At least one in 200 people in Britain – one of the wealthiest nations that has ever existed – is homeless. Last year there was the biggest rise in child poverty for three decades. Benefit claimants have had their state support stopped – “sanctioned” – for attending a funeral, for missing a jobcentre appointment after being hit by a car, and – in the case of one 60-year-old army veteran – for selling poppies for the Royal Legion, thus allegedly showing he wasn’t trying hard enough to look for work. One woman I met had to pay the bedroom tax after her daughter died: she now had a spare room, you see. These are random examples of the institutionalised cruelty of austerity Britain. You cannot understand the political turmoil now afflicting Britain without understanding these injustices. That’s not to claim that all of those battered by austerity voted for Brexit - they certainly did not – but as one academic study found this year, its impact was decisive in winning the vote for leave.
Which brings me to the Tory remainers now cheered at anti-Brexit rallies and championed by “centrist” commentators. All of this – all of it – is on them. Take Jo Johnson, who last made headline news when he attempted to appoint serial troll (and personal friend of his elder brother) Toby Young to a new government quango. Johnson was the architect of the 2015 Tory manifesto that committed to a referendum, which he still defends on crude partisan lines, as “essential for party management” and neutralising Ukip’s electoral threat. We can “provide a brighter and better future for all of us and all of our children”, he declared to adulation at an anti-Brexit rally. Yet here is a politician who has championed and voted for George Osborne’s austerity programme, which has caused the worst squeeze in wages since the Napoleonic wars, and left children facing a worse lot in life than their parents. A brighter and better future has been stolen away precisely because of his own political decisions.
There’s Ken Clarke, frequently venerated as a no-nonsense, progressive, pro-EU Tory. It is somewhat amusing that this affable chap – who introduced the NHS internal market and has extensively profited from big tobacco – is held up as an anti-Brexit warrior, but has now committed to backing Theresa May’s worst‑of‑all‑worlds deal.

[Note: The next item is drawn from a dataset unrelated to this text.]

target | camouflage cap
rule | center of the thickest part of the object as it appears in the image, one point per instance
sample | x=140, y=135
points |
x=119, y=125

Then there’s Anna Soubry, perhaps the most revered Tory amongst the “centrist” faction of the anti-Brexit movement. I’ve met and interviewed her: she was likeable, charming even, as we chatted, a portrait of Margaret Thatcher hanging over us. This week Soubry tweeted about the case of a young woman born brain-damaged, who with her grandmother risks losing their home because of benefit cuts: “No ifs no buts no excuses this is a disgrace & NOT what I voted for when supporting much needed benefit reforms.” Except this is exactly what Soubry voted for, over and over and over again. Soubry has voted for every single attack on the welfare state over the past few years: the bedroom tax, universal credit, the benefits freeze and cuts to disability benefits. She shares direct responsibility for forcing some of the most vulnerable people in society into misery, the cost of forcing them to pay for a crisis caused by the financial vested interests who fund her party. And in her own leave-voting seat, many of her constituents driven into hardship and insecurity – some of whom were voting for the first time – marched to the polling stations in the 2016 referendum, cast their eyes over a ballot paper they interpreted as asking them to reject or accept the status quo, and voted accordingly.
This year, she launched a passionate and much-lauded attack on the Tory Brexiteers, jabbing her finger in the Commons as she issued her j’accuse: “Nobody voted to be poorer, and nobody voted leave on the basis that somebody with a gold-plated pension and inherited wealth would take their jobs away from them.” Here was a Tory accusing her own of class war. And yet does the same not apply to Soubry? Is she not an MP living in immense comfort, with a gold-plated pension, who has used her power to drive her own constituents into poverty and hardship?
When John McDonnell declared this week that he could not be friends with a Conservative minister because of the suffering he had seen in his constituency, including people who had attempted suicide, he provoked predictable outrage. The physicist Brian Cox even suggested it showed a belief in creating “a one-party state”. It is striking how alleged violations of personal etiquette – in this case, choosing who you spend precious time socialising with – is regarded as more heinous than using your power to impose suffering on strangers. You can be a good sport in polite circles if you do the latter, but not the former.
And that is why the anti-Brexit movement has to make a decision. There are those, such as the campaign Another Europe Is Possible, who see stopping Brexit as intertwined with removing the injustices that drove the referendum result. There are others who see pre‑2016 Britain as a relative nirvana, disrupted by an abhorrent administrative error which simply needs to be corrected. But it was Tory MPs who collectively plunged Britain into calamity. To hold up Tory politicians who remain unapologetically committed to socially ruinous policies as progressive heroes just because they opposed Brexit shows a failure to understand why Britain is in crisis in the first place. Toryism has already waged the sort of class war Soubry describes, with catastrophic consequences. And they have to be defeated – whether they voted remain or leave – if Britain is to have any hope at all.